Isaac Filat – Intern for American Arab Institutes Foundation, placed at National Immigration Law Center (D.C. office)
Like many students, Filat’s ideas about his future have shifted during his time in college. Originally he thought he would be a doctor, and then it was public policy, and now he plans to work in immigration law. That being said, Filat is taking a gap year before law school, an ever-increasing popular choice for college graduates. He found out about the American Arab Institutes Foundation internship the day the application was due. “It was due that day at 9 am, and this was 10:30 am, central time, so 11:30 for them. But, I had already written up a personal statement for my graduate schools…by 1:30 I had everything collected and sent.”
Although he had to turn the application in a few hours late, Filat was selected as one of about ten students chosen for the program among many students, most from prestigious ivy leagues like Stanford and Cornell University.
“I really didn’t think it was going to pan out. It seemed rather competitive and probably wasn’t going to be a thing I ended up doing,” Filat said.

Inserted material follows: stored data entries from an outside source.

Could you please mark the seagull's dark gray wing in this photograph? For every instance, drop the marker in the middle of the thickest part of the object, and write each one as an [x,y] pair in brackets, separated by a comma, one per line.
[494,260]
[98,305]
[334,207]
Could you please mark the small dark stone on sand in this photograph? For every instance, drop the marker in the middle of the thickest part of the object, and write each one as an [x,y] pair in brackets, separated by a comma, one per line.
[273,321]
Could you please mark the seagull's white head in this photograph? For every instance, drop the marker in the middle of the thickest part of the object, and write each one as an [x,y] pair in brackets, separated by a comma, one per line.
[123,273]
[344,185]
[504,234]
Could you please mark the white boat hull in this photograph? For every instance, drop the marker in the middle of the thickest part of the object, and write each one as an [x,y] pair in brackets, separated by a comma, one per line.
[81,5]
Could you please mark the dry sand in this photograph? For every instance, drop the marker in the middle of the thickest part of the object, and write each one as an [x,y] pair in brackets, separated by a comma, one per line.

Filat’s internship placed him with the National Immigration Law Center because of his interest in immigration law, which he thought was especially impressive. “They take three in-house students, and I believe it’s six or seven other students that they place in partner organizations”
Filat’s paid internship starts May 30th in Washington D.C.
“At the National Immigration Law Center, I will be working with research and advocacy. They do a lot of their legal stuff in southern California, but in D.C. their office is focused on research and advocacy, and informing a lot of congressional offices about what is going on.”
He explained that the program’s scope of work is fairly broad, however “the organization is really focused on low-income migrants; individuals who are less benefitted by society.” When asked about the current crisis in Syria and his possible role in that issue, Filat responded “I think a lot of the work that we will be doing will have to deal with DACA and the Dreamers. The Syrian issue, what we will be doing in regards to that, will be more research based.”
During the internship, Filat plans to study for the LSAT and attend law school the following year. He credits his liberal arts education at Hendrix for helping land him this internship.
“The liberal arts education really develops your skills in [reading and writing] and certainly over the past four years mine have developed and improved. I think that put me at an advantage because part of the internship’s interview was a writing sample and then beyond the writing sample was a writing test,” Filat said. Filat also credits his professors at Hendrix for helping him along the way. “I know I developed an interest in foreign policy because of Ambassador Al Eastham. I know I was motivated to keep doing whatever I wanted from Jay Barth. I know I developed my real interest in research when I was doing my senior seminar with Peter Gess…so I wouldn’t say any one person so much as the community of staff and faculty that helped prepare me.”